You have to trade this volatility , but volatility was bad for last 8 weeks .Then when trend breaks out , it moves 600 points , without a protective option it will end in disaster.I have seen 3,000 point trends on dax.
My problem with all of this is in post #73 you crow about making "$2,000 profit this week", which sounds wonderful. Then you say here you lost 160 ticks, points actually. Your average dumb shmuck will say, oh he's made 2,000, he's down 160. And he's doing other stuff, so it can't be all bad. Well sunshine, down 160 is down €4,000, which a simple Google conversion request says is $4,224. Plus 2k minus 4K is minus 2k, unless the nett is -160, in which case you've gone from +2k to -4K, a 6k swing. I didn't see you shouting that from the rooftops like you did the plus 2k. The impression you leave people is you are up 2k, having minor difficulties, but you are acting and sorting it out. Reality is you are up shit creek without a paddle.
65 profit on cash and call - less 43= 22 ticks profit - 218 +57 +22= 141 loss at present due to trend breakout It has not been too bad overall ,over last few weeks , so just let me call it in points only , in future. I am referring to points , full points all the times.Not ticks. I always mean points when I say ticks. The EDGE of premium decay
Fine, call it purely in points. In trading, shit happens. To all of us. Just don't forget that when you have the wind in your sails.
I will explain to you this strategy here.There are two strategies on this journal 1) high probability system trades on futures , a weekly and monthly options combo with future Before I go further , I made one mistake last week , the long protection put should have been at 10800 , i felt a little too confident to buy this lower , this would have reduced loss by 80 from 141 to 61 i did not call the following trade on this journal , busy ,I actually did this trade long 10980 , long weekly put 43.2 and short jan 11100 call 210.closed 70 ticks profit See my earlier post.The second trade closed with 70 ticks profit , actual loss 71 last week less long on trend breakout of 57 = 14 loss actual So I still would have ended in profit 9 +57 on = 66 , If I had not self sabotaged by 100 points on the long put.This was a mistake because premiums were a bit higher for the 10800 protection call.
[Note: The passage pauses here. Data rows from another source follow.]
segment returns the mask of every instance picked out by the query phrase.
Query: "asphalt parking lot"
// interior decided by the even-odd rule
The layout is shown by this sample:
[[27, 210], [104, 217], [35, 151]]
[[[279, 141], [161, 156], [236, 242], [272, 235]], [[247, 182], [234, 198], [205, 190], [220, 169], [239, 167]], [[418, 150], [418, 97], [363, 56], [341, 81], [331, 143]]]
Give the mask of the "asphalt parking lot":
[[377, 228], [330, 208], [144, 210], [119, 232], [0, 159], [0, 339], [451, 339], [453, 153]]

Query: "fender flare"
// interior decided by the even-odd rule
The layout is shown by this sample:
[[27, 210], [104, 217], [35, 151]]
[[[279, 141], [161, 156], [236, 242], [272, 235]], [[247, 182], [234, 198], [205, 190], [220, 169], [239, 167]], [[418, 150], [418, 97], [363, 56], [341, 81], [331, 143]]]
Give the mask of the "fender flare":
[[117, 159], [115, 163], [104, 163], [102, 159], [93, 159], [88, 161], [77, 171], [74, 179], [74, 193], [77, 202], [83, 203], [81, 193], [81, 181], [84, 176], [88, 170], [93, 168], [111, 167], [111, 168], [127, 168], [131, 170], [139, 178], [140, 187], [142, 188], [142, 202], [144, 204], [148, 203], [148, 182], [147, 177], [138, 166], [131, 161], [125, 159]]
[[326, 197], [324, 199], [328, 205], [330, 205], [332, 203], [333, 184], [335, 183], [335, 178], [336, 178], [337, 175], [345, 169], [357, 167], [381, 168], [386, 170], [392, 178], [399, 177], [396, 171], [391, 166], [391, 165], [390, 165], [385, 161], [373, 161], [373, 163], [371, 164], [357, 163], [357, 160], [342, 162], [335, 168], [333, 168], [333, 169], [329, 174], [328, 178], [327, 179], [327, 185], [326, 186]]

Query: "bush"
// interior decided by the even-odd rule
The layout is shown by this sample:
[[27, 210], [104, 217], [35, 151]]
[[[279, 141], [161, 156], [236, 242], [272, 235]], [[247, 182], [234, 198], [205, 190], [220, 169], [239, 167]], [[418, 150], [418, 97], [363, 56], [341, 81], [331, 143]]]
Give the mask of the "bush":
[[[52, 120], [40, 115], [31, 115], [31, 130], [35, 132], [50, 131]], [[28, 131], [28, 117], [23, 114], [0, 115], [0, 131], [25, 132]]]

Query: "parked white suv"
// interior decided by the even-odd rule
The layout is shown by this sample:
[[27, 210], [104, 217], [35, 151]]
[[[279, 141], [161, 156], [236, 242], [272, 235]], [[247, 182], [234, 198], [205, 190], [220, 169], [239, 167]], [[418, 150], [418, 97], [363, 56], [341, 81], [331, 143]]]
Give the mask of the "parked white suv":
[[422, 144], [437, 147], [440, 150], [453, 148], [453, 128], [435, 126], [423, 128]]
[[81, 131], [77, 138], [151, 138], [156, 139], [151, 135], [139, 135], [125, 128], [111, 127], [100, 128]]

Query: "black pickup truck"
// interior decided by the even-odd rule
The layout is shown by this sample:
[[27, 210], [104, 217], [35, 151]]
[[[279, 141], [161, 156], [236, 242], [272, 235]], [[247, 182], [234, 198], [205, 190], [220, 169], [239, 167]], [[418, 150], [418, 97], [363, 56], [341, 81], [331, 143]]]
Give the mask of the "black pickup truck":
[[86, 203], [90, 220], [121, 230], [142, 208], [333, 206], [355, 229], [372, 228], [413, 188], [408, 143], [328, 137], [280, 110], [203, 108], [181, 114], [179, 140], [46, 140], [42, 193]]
The difference is 80 between the expected profits of 66 and actual loss of 14. Weekly futures and options combo:The strategy Long buy weekly put (protection) , 150 points lower no more than 40 premium , buy future at support or oversold area or trending mode , and sell a call ATM FOR 1 MONTH TO EXPIRY Short Buy weekly call (protection ) 150 points higher , no more than 40 premium , sell future . at resistance or overbought area or in trend mode , and sell a put ATM FOR 1 MONTH TO EXPIRY Close trades for 40 points profit nett after protection costs , several times a week , if volatility is good.Recent 7 weeks volatility was poor. Reinstate trades at previous levels , after a take profit and price returns to same level. After a trend breakout , if price moved very far away , from short put , don't close it , place a sell stop 100 pints below strike price of short put but if price moved far away from short call , enter a buy 100 points above strike of short call.This is to get some losses back. The thinking behind this strategy is , it gives you a 150 point protection against an adverse move . Also longs can be rolled forward on expiry (not shorts) , by buying a long monthly put , 100 points lower , if longs close at a loss This strategy should make 30 points plus ,on average .if you trade with real brokers , you should get 45 points.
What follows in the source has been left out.